Vladimir Vuković

Personal information
- Born: 26 August 1898 Zagreb, Austro-Hungarian Monarchy, (now Croatia)
- Died: 18 November 1975 (aged 77) Zagreb, SFR Yugoslavia

Chess career
- Country: Croatia
- Title: International Master (1951) International Arbiter (1952)

= Vladimir Vuković =

Croatian Jewish chess writer, player and arbiter (1898–1975)

Vladimir Vuković (26 August 1898, Zagreb – 18 November 1975, Zagreb) was a Croatian Jewish chess writer, theoretician, player, arbiter, and journalist.

==Chess career==
Included in Vuković's tournament record achievements:
- 3rd at Celje 1921, behind Stefan Erdélyi and Imre König
- =4–7th at Vienna 1921 tied with Ernst Grünfeld, Savielly Tartakower, and Árpád Vajda; won by Friedrich Sämisch
- 1st at Vienna 1921
- =10–11th at Vienna 1922; won by Akiba Rubinstein
- =4–5th at Györ 1924 (Hungarian Chess Championship); won by Géza Nagy
- =4–5th at Debrecen 1925; won by Hans Kmoch
- 7th at Kecskemét 1927 (elim., group B); won by Lajos Steiner
- =6–7th at Kecskemét 1927 (final B); won by Savielly Tartakower
- 3rd at Ramsgate 1929, behind Adolf Seitz and Árpád Vajda

He played for Yugoslavia on in the 1st Chess Olympiad at London 1927, posting a record of +7−6=2.

He was awarded the International Master (IM) title in 1951 and International Arbiter (IA) in 1952.

He also served as the vice-president of the Croatian Chess Federation.

===Writer===
Vuković edited the monthly chess magazine Šahovski Glasnik (Chess Journal), the official periodical of the Yugoslavian chess federation.
He is the author of The Art of Attack in Chess (Oxford-London 1963), which is widely regarded as a classic of chess literature.

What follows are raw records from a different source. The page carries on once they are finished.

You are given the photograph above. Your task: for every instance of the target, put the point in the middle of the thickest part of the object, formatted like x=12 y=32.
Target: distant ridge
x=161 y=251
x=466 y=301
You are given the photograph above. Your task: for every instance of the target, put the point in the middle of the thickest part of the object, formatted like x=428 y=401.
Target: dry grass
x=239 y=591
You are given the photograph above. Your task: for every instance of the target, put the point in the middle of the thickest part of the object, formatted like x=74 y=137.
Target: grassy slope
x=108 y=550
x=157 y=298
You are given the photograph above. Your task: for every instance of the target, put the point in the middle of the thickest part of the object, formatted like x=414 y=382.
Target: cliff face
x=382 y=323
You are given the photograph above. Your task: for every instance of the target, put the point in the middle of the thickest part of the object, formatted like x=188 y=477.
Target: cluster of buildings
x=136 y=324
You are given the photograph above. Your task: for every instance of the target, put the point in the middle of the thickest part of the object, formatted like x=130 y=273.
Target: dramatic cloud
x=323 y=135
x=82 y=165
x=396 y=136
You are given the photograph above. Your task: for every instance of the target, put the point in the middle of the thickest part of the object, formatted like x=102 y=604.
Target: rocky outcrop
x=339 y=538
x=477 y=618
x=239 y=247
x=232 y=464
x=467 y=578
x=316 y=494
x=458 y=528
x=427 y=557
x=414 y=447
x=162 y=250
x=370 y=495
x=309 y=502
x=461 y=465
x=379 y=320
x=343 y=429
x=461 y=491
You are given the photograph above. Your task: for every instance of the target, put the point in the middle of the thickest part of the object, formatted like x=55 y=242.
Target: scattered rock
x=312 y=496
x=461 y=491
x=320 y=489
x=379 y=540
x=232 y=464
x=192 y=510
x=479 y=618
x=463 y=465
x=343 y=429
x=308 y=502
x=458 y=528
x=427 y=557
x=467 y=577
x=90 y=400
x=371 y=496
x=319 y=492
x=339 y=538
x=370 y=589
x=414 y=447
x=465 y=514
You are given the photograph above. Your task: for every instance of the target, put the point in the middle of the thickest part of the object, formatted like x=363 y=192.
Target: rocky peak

Other books he wrote include Razvoj šahovskih ideja [The development of chess ideas] (Zagreb 1928) and The Chess Sacrifice (London-New York 1968).

== Legacy ==
Vuković has a checkmate pattern named after him: Vuković's Mate. It involves checkmating the enemy king with a rook in front of it while a knight blocks off the adjacent escape squares.

== Death ==
Vuković died on November 18, 1975, in Zagreb and was buried at the Mirogoj Cemetery.